There are two ways to do this while rebasing. Using squash and fixup.

🔍 squash takes a set of commits and joins them together into a single commit while preserving the individual commit messages. This can be helpful more when merging a PR which multiple commits.

🔍 fixup is very similar to squash except only one commit message is preserved in the output. I almost always end up using fixup over squash in my workflow.

Again we’re entering interactive rebase mode with git rebase --interactive <remote>/<branch>. And as before we see our list of commits. Now though we are going to start by moving some of the commits around by just moving the commits around in the list. This will affect the output and can be a skill on its own. Finally we then mark the commits that we want to squash into a previous commit. You can mark as many consecutive commits as you want.

Dropping experimentation commits

The final type of operation I want to talk about is the one for dropping commits that you don’t want anymore. I usually end up using this when I’m trying out a possible solution and realize that it’s not the approach I’m going to stick with. I could just do a fixup instead but that doesn’t feel right to me semantically.

🔍 drop literally drops/removes the commit from the git history.
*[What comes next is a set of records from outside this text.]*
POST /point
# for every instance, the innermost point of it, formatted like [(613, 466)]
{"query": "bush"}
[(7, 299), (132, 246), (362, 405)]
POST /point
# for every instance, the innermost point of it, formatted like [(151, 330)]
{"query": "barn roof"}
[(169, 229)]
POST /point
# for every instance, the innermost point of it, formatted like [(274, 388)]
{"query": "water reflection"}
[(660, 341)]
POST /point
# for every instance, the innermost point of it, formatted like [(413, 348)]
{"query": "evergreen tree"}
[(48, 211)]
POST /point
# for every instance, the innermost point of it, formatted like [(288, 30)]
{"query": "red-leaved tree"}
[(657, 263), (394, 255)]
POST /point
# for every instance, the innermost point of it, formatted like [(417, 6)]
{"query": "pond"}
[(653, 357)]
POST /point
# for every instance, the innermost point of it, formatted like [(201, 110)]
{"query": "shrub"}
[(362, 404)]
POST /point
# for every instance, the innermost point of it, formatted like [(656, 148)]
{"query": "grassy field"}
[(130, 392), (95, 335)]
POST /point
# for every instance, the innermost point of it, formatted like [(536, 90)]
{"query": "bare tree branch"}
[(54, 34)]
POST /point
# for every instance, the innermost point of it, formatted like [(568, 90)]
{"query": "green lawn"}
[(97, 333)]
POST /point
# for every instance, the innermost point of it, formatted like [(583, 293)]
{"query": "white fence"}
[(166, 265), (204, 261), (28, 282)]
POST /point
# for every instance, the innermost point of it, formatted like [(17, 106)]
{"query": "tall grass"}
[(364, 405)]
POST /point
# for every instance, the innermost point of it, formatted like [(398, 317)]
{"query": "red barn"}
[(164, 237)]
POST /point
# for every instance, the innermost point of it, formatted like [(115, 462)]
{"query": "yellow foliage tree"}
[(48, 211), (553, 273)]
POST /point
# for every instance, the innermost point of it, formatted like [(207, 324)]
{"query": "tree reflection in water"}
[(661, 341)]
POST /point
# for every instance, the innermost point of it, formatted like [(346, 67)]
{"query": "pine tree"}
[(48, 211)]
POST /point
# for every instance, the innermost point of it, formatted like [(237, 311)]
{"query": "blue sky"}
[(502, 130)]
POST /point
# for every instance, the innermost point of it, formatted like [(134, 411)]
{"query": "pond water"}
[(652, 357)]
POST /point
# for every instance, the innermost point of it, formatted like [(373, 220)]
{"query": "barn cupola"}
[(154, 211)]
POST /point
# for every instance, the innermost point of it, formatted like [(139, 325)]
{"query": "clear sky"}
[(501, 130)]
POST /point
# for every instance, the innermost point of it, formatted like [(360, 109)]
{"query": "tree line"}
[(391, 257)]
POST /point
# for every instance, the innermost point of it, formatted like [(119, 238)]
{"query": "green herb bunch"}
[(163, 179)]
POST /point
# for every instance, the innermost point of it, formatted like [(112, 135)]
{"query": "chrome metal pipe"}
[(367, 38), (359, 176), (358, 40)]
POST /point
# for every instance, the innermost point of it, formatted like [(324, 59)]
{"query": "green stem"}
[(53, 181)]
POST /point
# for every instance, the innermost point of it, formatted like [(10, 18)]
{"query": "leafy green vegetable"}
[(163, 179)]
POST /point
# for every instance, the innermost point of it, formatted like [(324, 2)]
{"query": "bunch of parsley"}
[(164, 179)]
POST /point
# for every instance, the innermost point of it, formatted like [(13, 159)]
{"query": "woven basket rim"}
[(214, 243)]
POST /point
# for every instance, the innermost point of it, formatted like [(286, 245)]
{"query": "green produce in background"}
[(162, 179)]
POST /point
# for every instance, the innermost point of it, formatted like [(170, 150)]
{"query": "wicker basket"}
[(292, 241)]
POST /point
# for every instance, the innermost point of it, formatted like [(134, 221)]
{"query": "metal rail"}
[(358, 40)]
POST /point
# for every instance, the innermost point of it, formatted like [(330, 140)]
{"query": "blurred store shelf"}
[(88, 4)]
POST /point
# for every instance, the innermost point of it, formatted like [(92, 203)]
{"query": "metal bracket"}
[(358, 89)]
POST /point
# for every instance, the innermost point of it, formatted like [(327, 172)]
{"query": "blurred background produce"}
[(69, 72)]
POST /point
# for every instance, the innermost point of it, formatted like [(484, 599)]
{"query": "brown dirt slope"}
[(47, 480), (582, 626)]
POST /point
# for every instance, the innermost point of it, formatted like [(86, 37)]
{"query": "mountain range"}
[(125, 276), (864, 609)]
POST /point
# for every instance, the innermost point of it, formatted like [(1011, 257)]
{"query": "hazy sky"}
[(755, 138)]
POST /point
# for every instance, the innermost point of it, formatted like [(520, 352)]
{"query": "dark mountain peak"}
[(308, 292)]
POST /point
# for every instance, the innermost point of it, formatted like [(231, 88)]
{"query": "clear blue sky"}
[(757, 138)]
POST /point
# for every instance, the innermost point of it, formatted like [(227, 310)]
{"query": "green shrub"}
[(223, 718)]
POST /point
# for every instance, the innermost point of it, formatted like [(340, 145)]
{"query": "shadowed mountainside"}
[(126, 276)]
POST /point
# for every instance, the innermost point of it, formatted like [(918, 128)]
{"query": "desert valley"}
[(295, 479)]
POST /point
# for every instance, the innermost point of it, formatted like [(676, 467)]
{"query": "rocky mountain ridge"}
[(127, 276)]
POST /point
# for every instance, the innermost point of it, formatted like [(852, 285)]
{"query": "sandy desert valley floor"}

Again we’re entering interactive rebase mode with git rebase --interactive <remote>/<branch>. And as before we see our list of commits. This time we select which commits we want to remove and tell git to drop ‘em. That’s it. It’s really easy, just make sure you drop only the commits you actually want removed.

Wrap up

This is kind of just the beginning of the many things you can do to improve your commit messages and I seriously urge you to up your game there. There’s likely wins that you can get without a ton of effort and the payoff is a much more readable git history and having to spend a lot less time looking at meaningless messages when you’re trying to figure out why something is the way it is.

Just find a commit message format that works for your team, document it, if possible enforce it with tooling, and review it periodically to make sure that it’s actually working for you.